Kullback-Leibler divergence

The Kullback-Leibler divergence is a well known quantity in information studiesa nd statistics. It is used to measure the differences between two probability distributions $P$ and $Q$, where $P$ is called the "true" distribution and $Q$ its model or approximation. The KL divergence is defined as

$$ \begin{align} \text{KL}(P||Q) = & \sum_i P_i \log \left( \frac{P_i}{Q_i} \right) \\ = & \sum_i P_i \log \left( P_i \right) - \sum_i P_i \log \left( Q_i \right) \\ = & - H(P) + H(P, Q) \end{align} $$

where $H(P)$ and $H(P,Q)$ are the self-entropy and mutual information measures of the probability distributions.

Some properties:

  • $\text{KL}(P||Q) \geq 0$: Easy to see when using first order Taylor expansion $\ln x \leq x-1$
  • If $P = P_1 \cdot P_2$ with two independent distributions $P_1$, $P_2$, then $\text{KL}(P||Q) = \text{KL}(P_1||Q_1) + \text{KL}(P_2||Q_2)$, where $Q_1$, $Q_2$ are the respective models of $P_1$ and $P_2$
  • $\text{KL}(P||Q)$ is not a metric, as it violates the triangle inequality $||x + y || \leq ||x|| + ||y||$ and is not symmeric, i.e. $\text{KL}(P||Q) \neq \text{KL}(Q||P)$

Simulation of the Kullback-Leibler divergence

Let's have a look at our most favorite theorem - the central limit theorem. An example of it is given by $n$-identically distributed Bernoulli variables. If $Y_i \sim \text{Bern} (p)$, $i\in \{1,..., n\}$ then their sum approaches a Normal distribution

$$ \begin{equation} Y = \sum_{i=1}^n Y_i \rightarrow \mathcal{N} \big(np, np(1-p)\big) \end{equation} $$

We can now use the KL divergence to quantify how far away from a normal distribution we are. In this case $\mathcal{N} \big(np, np(1-p)\big)$ is our model and the distribution of $Y$ is generated numerically

Preparations and code


In [85]:
import pymc
import seaborn as sns
import scipy.stats as stats
import numpy as np
import matplotlib.pyplot as plt

%matplotlib inline

In [8]:
def calculate_single_kl_value(p, q):
    return p * (np.log(p) - np.log(q))

def single_bernoulli_draw(p, n_bern):
    bernoulli = pymc.Bernoulli('bern', p, size = n_bern)
    return float(bernoulli.value.sum())

def perform_bernoulli_experiment(p, n_bern, n_samples):
    bernoulli_successes = []
    for idx in range(n_samples):
        bernoulli_successes.append(single_bernoulli_draw(p, n_bern))
    return bernoulli_successes

def calculate_full_kullback_leibler(p, n_samples, n_bern):
    bernoulli_successes = perform_bernoulli_experiment(p, n_bern, n_samples)
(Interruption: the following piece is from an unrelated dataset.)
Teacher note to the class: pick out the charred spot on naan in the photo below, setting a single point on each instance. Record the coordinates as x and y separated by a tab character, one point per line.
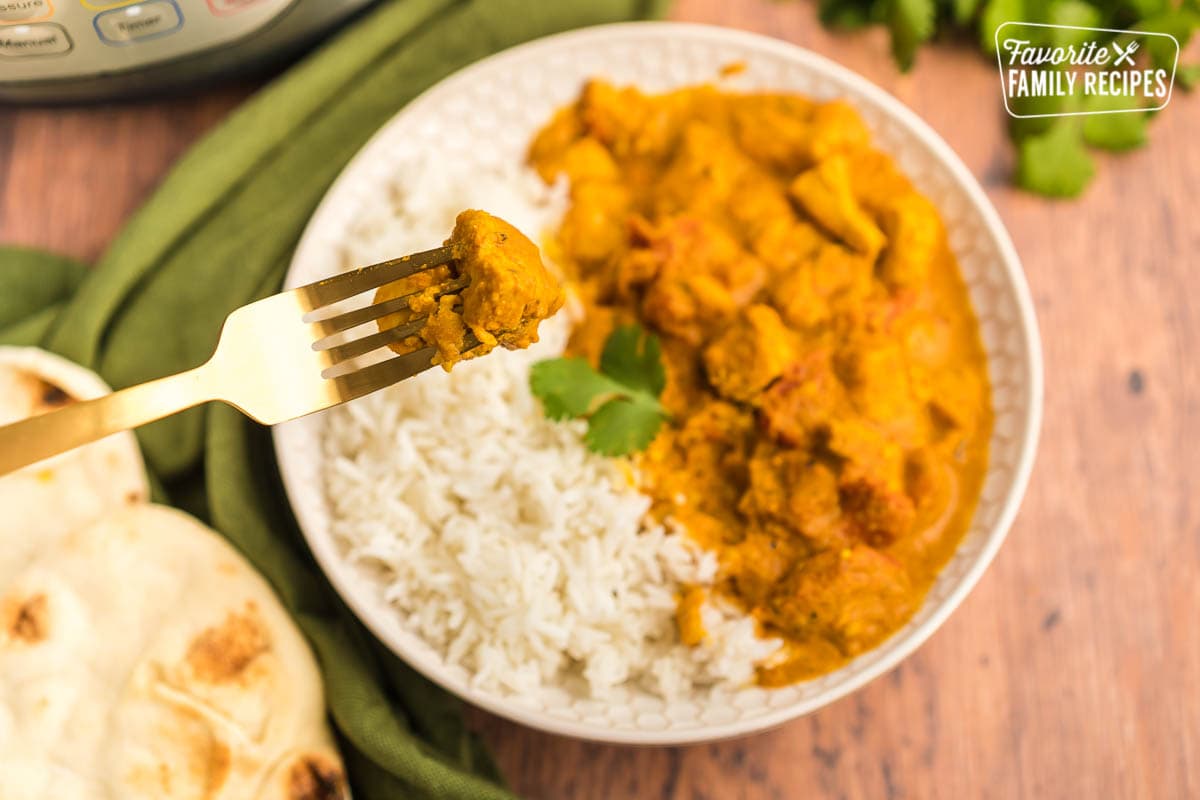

    bern_hist, bern_loc = np.histogram(bernoulli_successes, bins=100, density=True)
    
    mu = p * n_bern
    sigma = mu * (1 - p)

    kl = 0 
    null_cnt = 0
    for idx in range(len(bern_loc)-1):
        x = bern_loc[idx]
        p = bern_hist[idx]
        q = stats.norm.pdf(x, loc=mu, scale=sigma)
        if (p > 0.0) & (q > 0.0):
            kl += calculate_single_kl_value(p, q)
        else:
            null_cnt += 1

    return kl / (n_samples - null_cnt)

Histogram of the Bernoulli variable

... looks pretty normal, I would say


In [23]:



0.00884955752212 0.0107956438107

In [49]:
from scipy.stats import norm

fig = plt.figure(figsize=(10, 6.5))
data = perform_bernoulli_experiment(0.02, 10000, 10000)
hist = plt.hist(data , bins=99, normed= True, label = 'n-fold Bernoulli distribution');
plt.xlabel('number of successes', fontsize = 20);
plt.ylabel('number of occurences', fontsize = 20);
plt.tick_params(axis='both', which='major', labelsize=16);
plt.tick_params(axis='both', which='minor', labelsize=12);

mu, std = norm.fit(data)

x = np.linspace(min(data), max(data), 100)
p = norm.pdf(x, mu, std)
plt.plot(x, p, '--k', linewidth=2, label='Gaussian fit')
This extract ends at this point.